Bacon's heroics in this particular scene, however, is predominantly anchored in the justification, and exoneration, of his war as "just Revenge" (13) for the protection of property that was violated by the natives. Maintaining one's property by sword is lawful defense. The same argument will be used later by Bacon in his confrontation with Wellman and Downright: "Is it unlawfull to defend my self against a Thief that breaks into my doors?" (II.iv.89-90). Bacon's discourse is predicated on two politically charged notions of the 1680s, namely, "property" and "defense," and on their intrinsic connection. Steven Zwicker points out that "the rhetorical fervor surrounding the language of property was vivid in the Exclusion Crisis and yet more heated in 1688 when this language was exalted to a `revolutionary principle'" (145-- 146). Property was ascribed a theoretical status central to the Whig polemics against patriarchalist theories that assumed the King's original holding of all property. Having granted absolute monarchy as the original government, the typical Whig argument is that, because of the increase of population and goods and the introduction of complicated relationships of property, people had to invent laws for its maintenance and regulation. The prevalent economism of Whig political theory is obvious in the fact that the protection of property is assigned as the origin of law and the end of government. Consequently it is the development of property relations that decides what form of government is better fit to serve them. More importantly, it is the degree to which a government successfully provides the protection of property as well as the lives and liberties of the subjects that validates its sovereignty.17

This Whig rationale of the end of government is implied in Bacon's justification of his taking arms without commission: the protection of lives, liberties, and properties.18 Behn, however, does not allow her hero to mouth these three words that are inscribed in contemporary political language as Whig staples. Instead, she paraphrases in the same way that she opts for the "Country's good" (II.i.4) instead of "the common good," another Whig slogan. These words, nonetheless, obsessively mark dramatic speech, taking on different signification according to the speaker. At times, they are consigned to the language of the Virginian Council as hypocritical slogans, the choice of the insidious Dunce for delivery being a telling gesture:

DUNCE By an order of Council.... Whereas Bacon, contrary to Law and Equity, has to satisfie his own Ambition taken up Arms, with a pretence to fight the Indians, but indeed to molest and enslave the whole Colony, and to take away their Liberties and Properties. (III.ii.125-30)
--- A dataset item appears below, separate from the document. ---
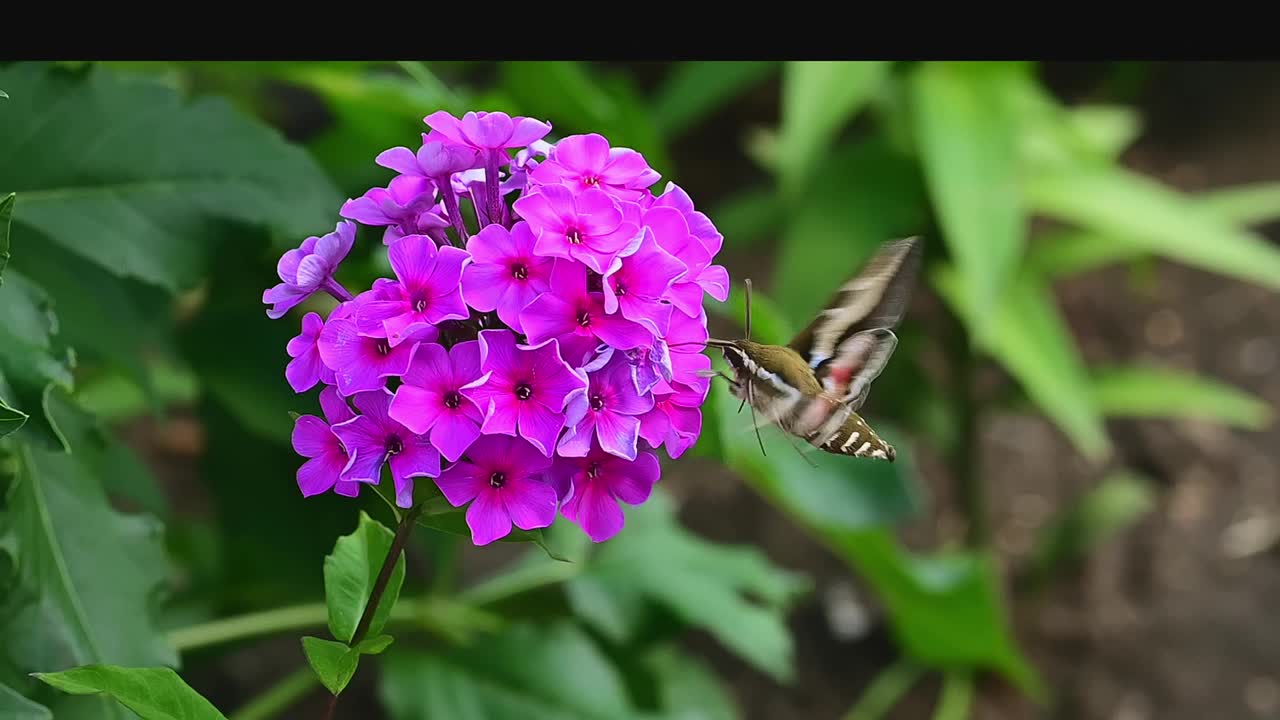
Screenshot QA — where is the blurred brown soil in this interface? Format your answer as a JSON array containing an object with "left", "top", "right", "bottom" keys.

Other times, they sound fake and arrogant as on Timerous's lips when he talks of the "Rabble": "To Stake our Lives and Fortunes against their nothing" (II.iv.54). The preservation of "Lives" and "Fortunes" (I.ii.106) as Bacon's achievement figures also in Whiff s argument with Whimsey with regard to the precise nature of his crime. Finally, they are invested with some dignity in the language of the decent Downright, who represents Bacon's rebellion as a threat to their "Fortunes," "Honours," and "Lives" (I.ii.30-31).